Saddam on Saturday held the latest of his almost daily meetings with army commanders, the official Iraqi News Agency said. Though he said the United States would violate humanitarian laws, he told commanders to remember "the laws that God wants us to obey, whether they are to do with friends or enemies, and whether it is a time of war or peace."

One commander suggested that Iraq would treat American prisoners of war humanely in the event of war -- a point on which Saddam agreed, the agency reported.

Eight U.S. warships, meanwhile, crossed the Mediterranean and entered the Red Sea on Saturday to join the military buildup in the Middle East. Some 300,000 U.S. and British troops already are in the Gulf area.

U.N. weapons inspectors, meanwhile, oversaw the destruction of three banned Iraqi missiles at a military site north of Baghdad, according to U.N. spokesman Ueki. A missile launcher was also destroyed, he added. The Iraqis have now crushed 68 Al Samoud 2 missiles since the United Nations ordered their destruction because it was found to have a range beyond the 93 miles allowed by U.N. resolutions.

The inspectors also visited Al-Qa Qa complex south of Baghdad which produces chemical and explosives in addition to a medicine warehouse.

Key Iraq developments:

At the United Nations, officials said diplomatic efforts were dead and the only question left was whether President Bush, British Prime Minister Tony Blair and Spanish Prime Minister Jose Maria Aznar would decide to abandon their resolution giving Saddam a Monday deadline to prove Iraq is disarming or face war -- or put it to a vote and face certain defeat.

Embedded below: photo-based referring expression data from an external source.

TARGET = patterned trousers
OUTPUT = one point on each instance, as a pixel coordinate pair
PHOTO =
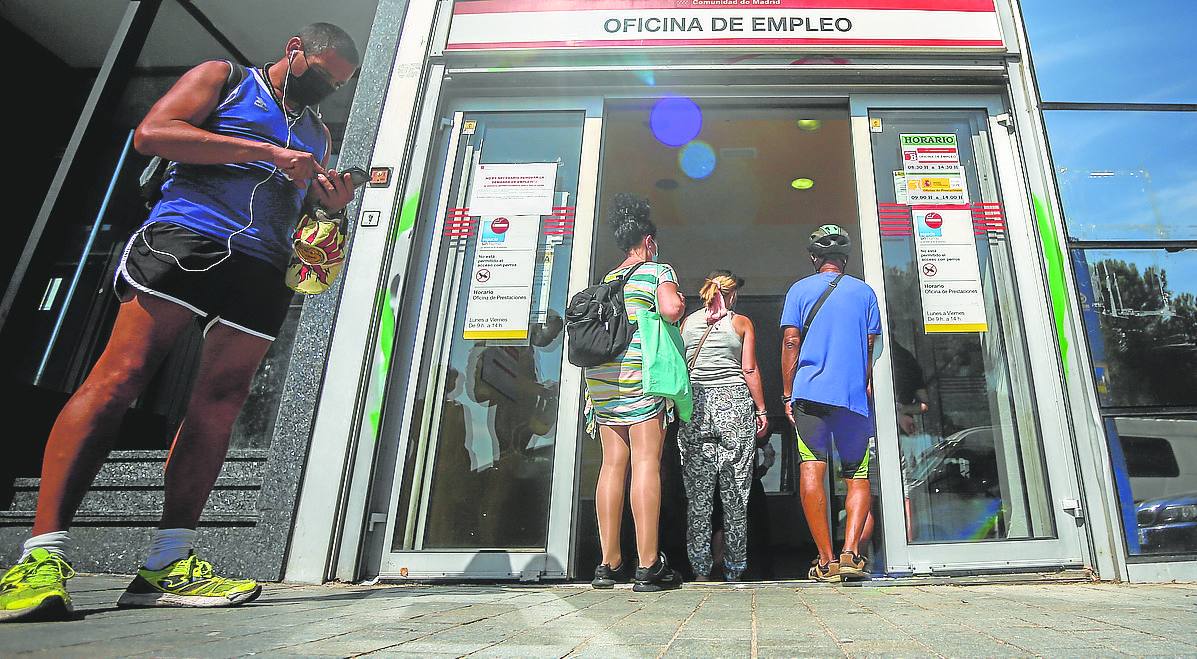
(717, 449)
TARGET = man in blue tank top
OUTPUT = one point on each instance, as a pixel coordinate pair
(830, 323)
(247, 148)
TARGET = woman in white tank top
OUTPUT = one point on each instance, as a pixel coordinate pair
(718, 443)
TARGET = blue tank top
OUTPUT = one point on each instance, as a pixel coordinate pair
(213, 200)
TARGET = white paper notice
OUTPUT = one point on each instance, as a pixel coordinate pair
(948, 274)
(514, 189)
(900, 188)
(500, 284)
(931, 169)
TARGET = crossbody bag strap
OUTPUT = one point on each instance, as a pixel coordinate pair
(693, 360)
(814, 311)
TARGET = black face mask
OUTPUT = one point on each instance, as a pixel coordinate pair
(308, 89)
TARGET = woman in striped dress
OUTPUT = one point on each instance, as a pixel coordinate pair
(631, 425)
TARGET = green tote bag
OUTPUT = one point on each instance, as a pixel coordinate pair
(664, 361)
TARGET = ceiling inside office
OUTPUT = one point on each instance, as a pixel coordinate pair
(746, 214)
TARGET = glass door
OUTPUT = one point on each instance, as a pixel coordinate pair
(976, 469)
(485, 479)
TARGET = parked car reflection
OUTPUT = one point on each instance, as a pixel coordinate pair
(1168, 524)
(953, 490)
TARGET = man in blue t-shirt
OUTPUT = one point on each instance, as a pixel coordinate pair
(830, 323)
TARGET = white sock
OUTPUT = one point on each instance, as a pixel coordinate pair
(55, 542)
(170, 545)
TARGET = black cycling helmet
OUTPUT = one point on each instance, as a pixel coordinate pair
(830, 240)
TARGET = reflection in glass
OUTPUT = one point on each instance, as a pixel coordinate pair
(1086, 50)
(1125, 176)
(967, 434)
(485, 425)
(1154, 461)
(1140, 310)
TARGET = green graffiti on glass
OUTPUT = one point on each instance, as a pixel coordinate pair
(407, 213)
(1056, 282)
(389, 306)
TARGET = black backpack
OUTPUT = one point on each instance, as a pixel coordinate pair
(596, 322)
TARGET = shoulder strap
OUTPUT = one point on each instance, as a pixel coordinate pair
(693, 360)
(237, 74)
(814, 310)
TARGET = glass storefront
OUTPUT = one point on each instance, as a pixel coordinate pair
(1122, 140)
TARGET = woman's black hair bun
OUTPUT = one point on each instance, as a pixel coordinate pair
(630, 220)
(629, 208)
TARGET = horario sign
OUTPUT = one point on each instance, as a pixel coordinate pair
(967, 25)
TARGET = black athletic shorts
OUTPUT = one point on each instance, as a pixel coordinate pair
(174, 263)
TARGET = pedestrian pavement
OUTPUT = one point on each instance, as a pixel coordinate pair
(747, 620)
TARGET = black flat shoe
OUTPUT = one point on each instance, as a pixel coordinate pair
(607, 577)
(657, 578)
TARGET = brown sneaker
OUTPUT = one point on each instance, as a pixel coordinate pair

Anti-war protesters planned large demonstrations in Washington and around the world. About 10,000 marched in Tokyo and 4,000 in Christchurch and Dunedin, New Zealand. Hundreds more demonstrated in Thailand, Hong Kong and the Philippines.

A new poll found that 47 percent of Americans say they support military action to remove Iraqi President Saddam Hussein from power and disarm Iraq without the support of the Security Council; 37 percent said the United States should go to war only with full support of the Security Council; 13 percent said the United States should not take military action.